Mi rivolgo per primo agli uomini, perché noi per primi dovremmo dimostrare di essere agenti di cambiamento contro la violenza di genere.
Parliamo agli altri maschi che conosciamo, sfidando la cultura che tende a minimizzare la violenza da parte di uomini apparentemente normali.
Dovremmo essere attivamente coinvolti, sfidando la diffusione di responsabilità, ascoltando le donne, e non girando la testa di fronte ai segnali di violenza anche i più lievi. La nostra azione personale è cruciale per rompere il ciclo e creare una cultura di responsabilità e supporto.
A chi è genitore come me, parlo con il cuore: insegniamo ai nostri figli il valore del sacrificio e dell’impegno e aiutiamoli anche ad accettare le sconfitte. Creiamo nelle nostre famiglie quel clima che favorisce un dialogo sereno perché diventi possibile educare i nostri figli al rispetto della sacralità di ogni persona, ad una sessualità libera da ogni possessoe all’amore vero che cerca solo il bene dell’altro. Viviamo in un'epoca in cui la tecnologia ci connette in modi straordinari, ma spesso, purtroppo, ci isola e ci priva del contatto umano reale.

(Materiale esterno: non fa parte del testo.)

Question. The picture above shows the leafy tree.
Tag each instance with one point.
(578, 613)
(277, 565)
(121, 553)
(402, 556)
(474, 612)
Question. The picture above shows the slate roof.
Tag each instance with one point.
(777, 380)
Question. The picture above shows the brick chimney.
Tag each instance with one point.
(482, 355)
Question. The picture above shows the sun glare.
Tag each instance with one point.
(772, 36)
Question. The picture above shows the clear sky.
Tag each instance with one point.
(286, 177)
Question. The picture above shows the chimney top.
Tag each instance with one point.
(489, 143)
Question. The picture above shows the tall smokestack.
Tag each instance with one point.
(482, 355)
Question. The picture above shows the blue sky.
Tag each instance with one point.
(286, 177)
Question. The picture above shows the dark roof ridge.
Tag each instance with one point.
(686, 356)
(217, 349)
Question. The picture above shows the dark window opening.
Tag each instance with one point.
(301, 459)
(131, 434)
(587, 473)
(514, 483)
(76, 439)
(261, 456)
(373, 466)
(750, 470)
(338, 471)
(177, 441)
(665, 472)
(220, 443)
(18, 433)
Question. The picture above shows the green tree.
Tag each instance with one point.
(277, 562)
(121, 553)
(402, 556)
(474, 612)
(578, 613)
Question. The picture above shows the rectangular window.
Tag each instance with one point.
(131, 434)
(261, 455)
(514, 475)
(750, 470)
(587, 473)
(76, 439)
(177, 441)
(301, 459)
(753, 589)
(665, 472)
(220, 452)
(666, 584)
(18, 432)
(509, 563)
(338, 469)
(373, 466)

È essenziale che i giovani imparino a comunicare autenticamente, a guardare negli occhi degli altri, ad aprirsi all'esperienza di chi è più anziano di loro.

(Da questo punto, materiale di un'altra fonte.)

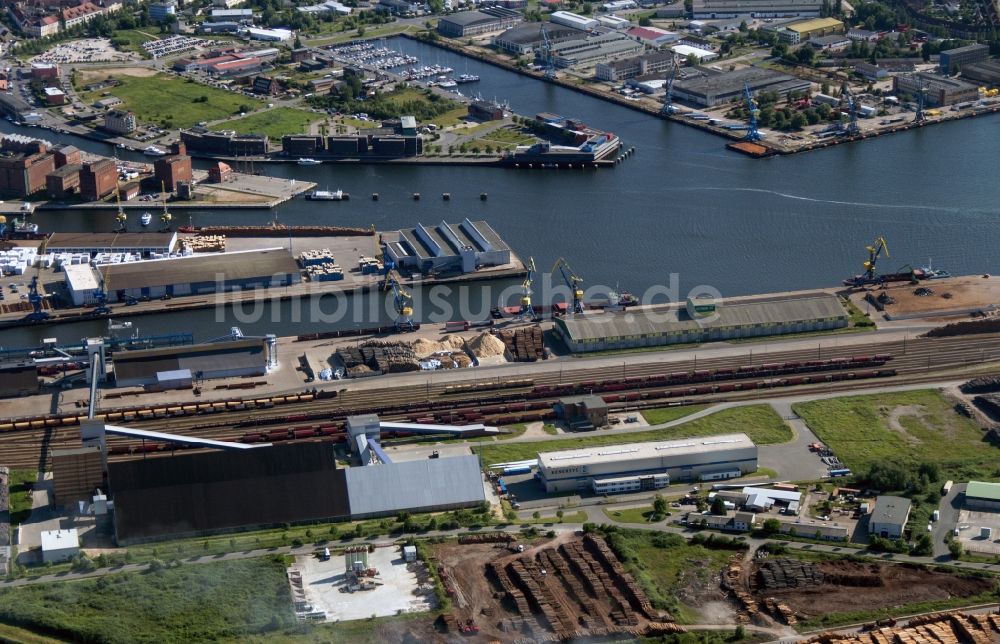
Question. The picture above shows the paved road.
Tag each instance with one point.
(949, 508)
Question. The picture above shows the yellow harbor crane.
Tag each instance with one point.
(527, 310)
(572, 281)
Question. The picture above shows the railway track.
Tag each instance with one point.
(914, 361)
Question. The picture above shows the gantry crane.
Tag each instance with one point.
(121, 217)
(35, 298)
(753, 134)
(572, 281)
(869, 276)
(550, 67)
(668, 98)
(527, 310)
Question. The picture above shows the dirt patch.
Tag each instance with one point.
(893, 420)
(560, 588)
(815, 589)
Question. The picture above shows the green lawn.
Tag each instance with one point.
(192, 603)
(907, 428)
(667, 414)
(19, 485)
(166, 99)
(641, 514)
(759, 422)
(274, 122)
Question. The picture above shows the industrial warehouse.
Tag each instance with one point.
(241, 486)
(447, 247)
(702, 320)
(203, 273)
(634, 467)
(715, 88)
(175, 367)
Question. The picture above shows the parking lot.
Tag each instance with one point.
(85, 50)
(399, 587)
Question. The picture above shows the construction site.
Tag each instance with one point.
(787, 591)
(560, 589)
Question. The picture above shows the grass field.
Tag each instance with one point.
(274, 123)
(194, 603)
(165, 99)
(19, 485)
(667, 414)
(905, 427)
(641, 514)
(759, 422)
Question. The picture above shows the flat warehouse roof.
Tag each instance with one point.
(636, 451)
(241, 354)
(981, 490)
(661, 320)
(426, 483)
(110, 240)
(200, 269)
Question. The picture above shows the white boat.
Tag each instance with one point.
(21, 226)
(326, 195)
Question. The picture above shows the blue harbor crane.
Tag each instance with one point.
(550, 67)
(572, 281)
(921, 100)
(403, 304)
(753, 134)
(527, 310)
(35, 298)
(668, 97)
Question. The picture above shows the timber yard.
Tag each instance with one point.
(401, 424)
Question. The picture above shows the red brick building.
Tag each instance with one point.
(98, 179)
(66, 155)
(169, 170)
(23, 171)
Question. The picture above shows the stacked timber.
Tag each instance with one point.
(524, 344)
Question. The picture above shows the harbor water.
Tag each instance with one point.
(681, 205)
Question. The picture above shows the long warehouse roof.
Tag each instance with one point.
(638, 322)
(411, 485)
(629, 452)
(200, 269)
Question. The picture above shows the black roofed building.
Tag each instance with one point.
(194, 494)
(204, 361)
(471, 23)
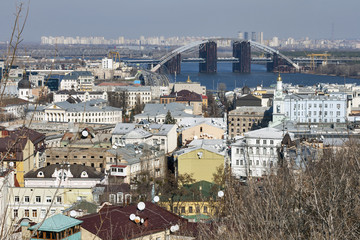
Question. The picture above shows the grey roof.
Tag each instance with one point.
(123, 128)
(76, 74)
(137, 133)
(176, 109)
(75, 169)
(133, 89)
(89, 106)
(213, 145)
(186, 123)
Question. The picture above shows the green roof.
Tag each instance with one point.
(56, 223)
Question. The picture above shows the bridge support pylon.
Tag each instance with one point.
(242, 51)
(208, 51)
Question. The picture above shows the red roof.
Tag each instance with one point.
(113, 222)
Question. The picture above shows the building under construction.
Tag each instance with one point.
(208, 51)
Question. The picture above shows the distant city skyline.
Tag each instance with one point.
(318, 19)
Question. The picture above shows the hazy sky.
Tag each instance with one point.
(133, 18)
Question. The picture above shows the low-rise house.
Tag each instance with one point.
(196, 202)
(65, 176)
(93, 111)
(22, 150)
(37, 203)
(78, 81)
(201, 158)
(63, 95)
(186, 97)
(152, 222)
(157, 112)
(256, 154)
(93, 157)
(245, 119)
(201, 128)
(163, 136)
(57, 227)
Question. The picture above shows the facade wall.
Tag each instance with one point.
(313, 110)
(38, 200)
(256, 158)
(202, 168)
(202, 131)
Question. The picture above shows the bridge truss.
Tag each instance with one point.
(257, 45)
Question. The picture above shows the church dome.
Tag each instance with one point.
(24, 83)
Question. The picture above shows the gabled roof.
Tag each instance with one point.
(113, 222)
(56, 223)
(75, 169)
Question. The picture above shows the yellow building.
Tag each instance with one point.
(36, 203)
(202, 128)
(201, 159)
(196, 203)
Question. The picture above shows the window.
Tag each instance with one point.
(205, 209)
(182, 209)
(43, 213)
(16, 213)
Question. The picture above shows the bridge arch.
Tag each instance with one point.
(257, 45)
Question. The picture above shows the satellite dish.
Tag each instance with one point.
(85, 133)
(220, 194)
(141, 206)
(73, 213)
(156, 199)
(177, 227)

La mancanza di connessione umana autentica può portare a incomprensioni e a decisioni tragiche. Abbiamo bisogno di ritrovare la capacità di ascoltare e di essere ascoltati, di comunicare realmente con empatia e rispetto.
La scuola ha un ruolo fondamentale nella formazione dei nostri figli.
Dobbiamo investire in programmi educativi che insegnino il rispetto reciproco, l'importanza delle relazioni sane e la capacità di gestire i conflitti in modo costruttivo per imparare ad affrontare le difficoltà senza ricorrere alla violenza.
La prevenzione della violenza di gene e inizia nelle famiglie, ma continua nelle aule scolastiche, e dobbiamo assicurarci che le scuole siano luoghi sicuri e inclusivi per tutti.
Anche i media giocano un ruolo cruciale da svolgere in modo responsabile. La diffusione di notizie distorte e sensazionalistiche non solo alimenta un’atmosfera morbosa, dando spazio a sciacalli e complottisti, ma può anche contribuire a perpetuare comportamenti violenti.
Chiamarsi fuori, cercare giustificazioni, difendere il patriarcato quando qualcuno ha la forza e la disperazione per chiamarlo col suo nome, trasformare le vittime in bersagli solo perché dicono qualcosa con cui magari non siamo d’accordo, non aiuta ad abbattere le barriere.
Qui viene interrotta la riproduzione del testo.